Leaves from the Mental Portfolio of a Eurasian Metaphors and Similes

Leaves from the Mental Portfolio of a Eurasian Metaphors and Similes

Prejudice in the Open

The first time that the narrator ever sees a Chinese person other than her mother and notices how distinctly different in appearance they seem, she asks her brother if that is what they are like as well. A young boy who has been following them jumps in to provider the answer:

“Chinky, Chinky, Chinaman, yellow-face, pig-tail, rat-eater.”

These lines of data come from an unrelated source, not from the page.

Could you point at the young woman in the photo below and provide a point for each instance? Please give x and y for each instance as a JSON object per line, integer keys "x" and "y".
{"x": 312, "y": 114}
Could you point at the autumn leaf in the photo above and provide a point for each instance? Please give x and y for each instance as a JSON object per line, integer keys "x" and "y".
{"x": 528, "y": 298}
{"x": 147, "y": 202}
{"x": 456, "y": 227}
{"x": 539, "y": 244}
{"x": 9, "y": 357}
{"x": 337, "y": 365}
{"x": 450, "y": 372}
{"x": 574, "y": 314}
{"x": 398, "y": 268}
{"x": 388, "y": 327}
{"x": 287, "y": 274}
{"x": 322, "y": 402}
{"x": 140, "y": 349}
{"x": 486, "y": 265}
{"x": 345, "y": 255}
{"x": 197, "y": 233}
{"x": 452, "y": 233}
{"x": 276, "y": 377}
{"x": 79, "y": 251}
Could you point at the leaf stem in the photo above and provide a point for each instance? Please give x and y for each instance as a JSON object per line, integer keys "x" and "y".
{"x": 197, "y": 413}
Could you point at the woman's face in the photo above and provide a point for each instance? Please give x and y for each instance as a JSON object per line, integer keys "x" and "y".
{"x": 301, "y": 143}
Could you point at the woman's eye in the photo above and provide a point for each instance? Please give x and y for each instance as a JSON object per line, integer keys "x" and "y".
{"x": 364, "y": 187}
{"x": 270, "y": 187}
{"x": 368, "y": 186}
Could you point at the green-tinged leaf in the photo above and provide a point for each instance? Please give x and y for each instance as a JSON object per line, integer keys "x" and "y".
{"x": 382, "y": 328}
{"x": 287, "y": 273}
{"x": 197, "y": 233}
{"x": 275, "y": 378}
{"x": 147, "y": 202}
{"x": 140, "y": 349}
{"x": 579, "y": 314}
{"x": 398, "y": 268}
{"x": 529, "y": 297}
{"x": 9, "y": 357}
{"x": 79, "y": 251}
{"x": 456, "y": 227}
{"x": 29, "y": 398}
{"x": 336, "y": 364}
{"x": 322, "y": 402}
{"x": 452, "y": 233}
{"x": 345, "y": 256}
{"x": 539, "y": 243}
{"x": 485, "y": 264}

It is just another layer of brick in the wall of ignorance and racism that the young girl has already been exposed to among the British.

A Job Well Done

In addition to an education courtesy of random children of the damned, growing up among the British has been a continual education for the young girl. Fortunately, being raised amongst her paternal culture has saved her from the damage which might have done under the opposite conditions:

“I am only six years of age, but have attended a private school for over a year, and have already learned that China is a heathen country, being civilized by England.”

Civilized Parenting

As mentioned, the narrator’s mother is Chinese and her father is England. Her father, raised to face the world with a "civilized nature," deals with the responsibilities of parenthood in likewise manner:

“peace is his motto, and he deems it wisest to be blind and deaf to many things.”

The Midwestern Christian

The British, turns out, do not hold the deed on the monopoly over racist ignorance toward the Chinese. Much later, the narrator gains employment as a stenographer and gets an up close view of Chinese racism Midwest-style:

“I cannot reconcile myself to the thought that the Chinese are humans like ourselves. They may have immortal souls, but their faces seem to be so utterly devoid of expression that I cannot help but doubt.”

For the Bible Tells Us So

Some time after actually receiving a noble and heartfelt apology from the man from the Midwest (proving to her that he actually did possess a good Christian heart) when she finally confesses to being Chinese, the narrator winds up in a tropical paradise, populated by peoples of all colors. Those colors, however, determine who is enjoying the paradise and who is employed in the paradise. She is moved to ponder the Biblical origin of much of the world’s pervasive racism:

“The environment is peculiar, for I am also surrounded by a race of people, the reputed descendants of Ham, the son of Noah, whose offspring, it was prophesied, should be the servants of the songs of Shem and Japheth.”